It's because his has magnetic blowouts. If you don't get the polarity right, the magnets don't push the arc out of the way when you open under load, they actually pull the arc closer to the contacts, prolonging the arc. This decreases the ability to break current. You could go from being able to break 200A to only being able to break 100A.

That can be important when you're breaking a few hundred amps.


----------



## MalcolmB (Jun 10, 2008)

Yes, I understand that magnetic blowouts make a switch polarity sensitive Travis, but piotrsko gave an example of switches used in Model T days, which I doubt had magnetic blowouts...


----------



## frodus (Apr 12, 2008)

Oh, I gotcha.... wasn't sure, so I explained, more for the original poster.

I'm not sure why, if there was a reason, that it should be one way as opposed to another.


----------



## mechman600 (Oct 16, 2010)

frodus said:


> I'm not sure why, if there was a reason, that it should be one way as opposed to another.


I do know that switches tend to last longer when switching on the negative side because of less arcing. This is why newer ECUs usually switch higher amp circuits like fuel injectors on the negative side.

Flashbacks from trade school. It was originally thought that electricity flows from positive to negative (conventional theory), which is why the majority of circuits are switched in the positive side. Now it is understood that electricity actually flows from negative to positive (electron theory), which confuses me more about what my engineering buddy was taught. I will ask him about it.


----------



## mechman600 (Oct 16, 2010)

Ok...major sidetrack from original question, but it was my questions so I can do this!
I just talked to engineer buddy and he says switching on the neg side isn't the question. He said that you are never supposed to put a fuse/breaker on the neg side. This would mean a contactor for an emergency runaway. All emergency breakers must be installed on the pos side. This is what is practiced electrical engineering.

So while Ford switches most vehicle electric circuits on the neg side, the fuse is obviously on the pos side.


----------



## major (Apr 4, 2008)

mechman600 said:


> He said that you are never supposed to put a fuse/breaker on the neg side. This would mean a contactor for an emergency runaway. All emergency breakers must be installed on the pos side. This is what is practiced electrical engineering.


Mechman,

This advice sounds logical for grounded systems, like the automotive 12V auxiliary where 12V negative is common to the chassis. But with the EV propulsion battery pack (high voltage), there is no "ground". It is isolated from the vehicle chassis both positive and negative side. Therefore, the redundant switch (contactor or disconnect) serves the interest of safety better to be on the opposite polarity lead from the battery, or in some cases, mid-pack in the battery. 

Regards,

major


----------



## mechman600 (Oct 16, 2010)

I agree, Major. But said engineering buddy has designed EV traction systems and is adamant that he is right.
Obviously nobody here has had any ill effects of putting circuit breakers in "non-engineering accepted" places or your advice would be much different.

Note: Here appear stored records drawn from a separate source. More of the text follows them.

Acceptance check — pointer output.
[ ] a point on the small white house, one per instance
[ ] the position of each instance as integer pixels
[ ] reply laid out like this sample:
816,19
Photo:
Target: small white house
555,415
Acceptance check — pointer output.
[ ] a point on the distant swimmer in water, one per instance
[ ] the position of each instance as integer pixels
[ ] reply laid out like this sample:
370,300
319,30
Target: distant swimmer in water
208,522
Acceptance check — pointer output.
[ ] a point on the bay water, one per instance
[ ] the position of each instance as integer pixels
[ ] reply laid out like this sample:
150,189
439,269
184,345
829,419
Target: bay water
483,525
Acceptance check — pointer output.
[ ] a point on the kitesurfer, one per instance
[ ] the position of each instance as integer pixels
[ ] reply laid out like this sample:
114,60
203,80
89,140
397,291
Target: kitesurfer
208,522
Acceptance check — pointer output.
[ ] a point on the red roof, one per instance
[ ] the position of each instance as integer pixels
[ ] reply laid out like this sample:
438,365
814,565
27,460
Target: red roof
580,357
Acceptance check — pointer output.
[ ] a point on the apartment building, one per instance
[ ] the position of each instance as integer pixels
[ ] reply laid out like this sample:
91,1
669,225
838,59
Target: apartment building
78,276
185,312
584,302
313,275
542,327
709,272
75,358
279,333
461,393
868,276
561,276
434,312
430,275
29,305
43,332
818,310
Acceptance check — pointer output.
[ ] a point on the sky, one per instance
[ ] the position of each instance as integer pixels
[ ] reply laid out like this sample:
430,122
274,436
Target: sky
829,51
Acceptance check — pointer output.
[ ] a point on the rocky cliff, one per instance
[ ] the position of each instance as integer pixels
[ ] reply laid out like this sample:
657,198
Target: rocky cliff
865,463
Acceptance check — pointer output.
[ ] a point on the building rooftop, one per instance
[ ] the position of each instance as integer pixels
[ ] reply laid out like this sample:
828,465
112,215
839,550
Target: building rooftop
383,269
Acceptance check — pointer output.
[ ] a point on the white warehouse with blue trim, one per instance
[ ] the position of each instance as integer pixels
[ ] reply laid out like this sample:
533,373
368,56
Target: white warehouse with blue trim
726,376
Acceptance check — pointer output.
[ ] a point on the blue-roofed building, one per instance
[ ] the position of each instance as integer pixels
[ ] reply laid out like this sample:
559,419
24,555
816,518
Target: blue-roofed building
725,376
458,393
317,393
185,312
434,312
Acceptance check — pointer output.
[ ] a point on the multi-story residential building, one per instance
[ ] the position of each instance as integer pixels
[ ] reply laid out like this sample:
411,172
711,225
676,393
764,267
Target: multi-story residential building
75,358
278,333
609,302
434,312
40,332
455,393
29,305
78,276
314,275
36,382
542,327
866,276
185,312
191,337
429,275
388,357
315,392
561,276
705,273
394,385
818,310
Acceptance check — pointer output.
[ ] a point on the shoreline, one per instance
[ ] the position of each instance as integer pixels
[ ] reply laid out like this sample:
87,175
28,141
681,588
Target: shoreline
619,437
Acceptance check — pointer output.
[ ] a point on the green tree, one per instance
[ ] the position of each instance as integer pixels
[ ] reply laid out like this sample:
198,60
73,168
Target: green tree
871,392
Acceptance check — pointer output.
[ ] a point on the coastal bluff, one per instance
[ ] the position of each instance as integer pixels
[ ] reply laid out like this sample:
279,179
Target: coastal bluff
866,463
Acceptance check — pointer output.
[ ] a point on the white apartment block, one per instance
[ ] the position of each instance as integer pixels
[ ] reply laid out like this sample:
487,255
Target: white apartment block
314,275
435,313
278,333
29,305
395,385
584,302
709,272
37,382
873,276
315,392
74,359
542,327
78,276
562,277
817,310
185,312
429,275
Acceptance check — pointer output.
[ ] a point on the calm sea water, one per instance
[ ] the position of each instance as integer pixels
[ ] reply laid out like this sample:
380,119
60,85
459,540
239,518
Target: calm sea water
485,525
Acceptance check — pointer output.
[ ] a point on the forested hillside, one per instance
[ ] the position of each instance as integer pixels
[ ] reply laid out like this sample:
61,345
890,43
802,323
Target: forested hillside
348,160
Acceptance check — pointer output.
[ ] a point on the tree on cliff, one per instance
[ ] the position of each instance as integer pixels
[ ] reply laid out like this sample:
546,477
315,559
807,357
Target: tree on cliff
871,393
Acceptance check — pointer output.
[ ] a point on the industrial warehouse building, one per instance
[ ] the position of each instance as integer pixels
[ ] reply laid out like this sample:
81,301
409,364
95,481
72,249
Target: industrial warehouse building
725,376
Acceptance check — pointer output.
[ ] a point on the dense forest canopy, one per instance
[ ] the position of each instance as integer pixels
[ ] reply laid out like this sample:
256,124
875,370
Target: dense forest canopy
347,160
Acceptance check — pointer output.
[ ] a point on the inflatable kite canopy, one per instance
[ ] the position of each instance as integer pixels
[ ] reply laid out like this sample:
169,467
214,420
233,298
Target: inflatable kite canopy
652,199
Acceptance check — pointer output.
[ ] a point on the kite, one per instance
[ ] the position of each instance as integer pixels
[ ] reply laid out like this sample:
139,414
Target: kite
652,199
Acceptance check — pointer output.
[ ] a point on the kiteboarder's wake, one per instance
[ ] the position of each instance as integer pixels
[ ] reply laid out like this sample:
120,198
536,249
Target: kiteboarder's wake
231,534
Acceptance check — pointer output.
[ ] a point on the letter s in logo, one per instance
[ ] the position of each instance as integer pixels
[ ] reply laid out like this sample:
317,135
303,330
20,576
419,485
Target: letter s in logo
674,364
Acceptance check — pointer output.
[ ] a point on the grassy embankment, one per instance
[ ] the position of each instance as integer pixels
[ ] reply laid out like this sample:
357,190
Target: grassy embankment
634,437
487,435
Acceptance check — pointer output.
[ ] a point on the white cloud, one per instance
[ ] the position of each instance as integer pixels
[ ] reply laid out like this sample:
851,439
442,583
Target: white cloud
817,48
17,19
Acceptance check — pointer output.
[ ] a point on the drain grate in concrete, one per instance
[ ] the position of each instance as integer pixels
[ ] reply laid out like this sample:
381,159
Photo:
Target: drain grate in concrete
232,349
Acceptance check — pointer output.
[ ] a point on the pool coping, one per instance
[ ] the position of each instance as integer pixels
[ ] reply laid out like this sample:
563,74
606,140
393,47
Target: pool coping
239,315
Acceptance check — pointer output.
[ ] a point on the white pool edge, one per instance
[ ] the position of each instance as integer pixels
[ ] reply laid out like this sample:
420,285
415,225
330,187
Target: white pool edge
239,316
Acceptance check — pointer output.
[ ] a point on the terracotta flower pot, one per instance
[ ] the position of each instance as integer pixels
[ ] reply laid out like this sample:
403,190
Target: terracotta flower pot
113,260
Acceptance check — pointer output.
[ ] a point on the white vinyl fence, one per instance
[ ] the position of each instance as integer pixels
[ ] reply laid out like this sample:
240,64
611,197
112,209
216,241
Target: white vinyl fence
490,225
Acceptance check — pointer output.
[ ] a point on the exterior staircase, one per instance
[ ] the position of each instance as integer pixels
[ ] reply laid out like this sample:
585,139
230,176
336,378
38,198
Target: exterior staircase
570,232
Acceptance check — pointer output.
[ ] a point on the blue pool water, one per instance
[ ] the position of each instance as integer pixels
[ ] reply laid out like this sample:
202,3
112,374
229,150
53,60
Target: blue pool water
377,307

Now I just need to invent a super low cost disconnect that will be activated by my ex-hydraulic clutch. Eep.

Thanks!


----------



## major (Apr 4, 2008)

mechman600 said:


> IObviously nobody here has had any ill effects of putting circuit breakers in "non-engineering accepted" places or your advice would be much different.


"non-engineering accepted"  All you have is second hand hearsay. Give me a real reference please. Something like from SAE or IEEE or UL or NEMA or NEC.


----------



## mechman600 (Oct 16, 2010)

Woah. Settle down.
That's all I have. I can't compete with five acronyms!


----------



## Tesseract (Sep 27, 2008)

mechman600 said:


> I do know that switches tend to last longer when switching on the negative side because of less arcing. This is why newer ECUs usually switch higher amp circuits like fuel injectors on the negative side.....


Actually... the reason why the negative end of stuff is switched more often is a purely economical one - N-channel mosfets and NPN bipolar transistors are much less expensive than their opposite polarity counterparts.

EDIT - your "EE" friend might be adamant, but he is still wrong - there is absolutely no difference between switching the positive or negative leg of a circuit. Kirchhoff proved that in the 1800's.


----------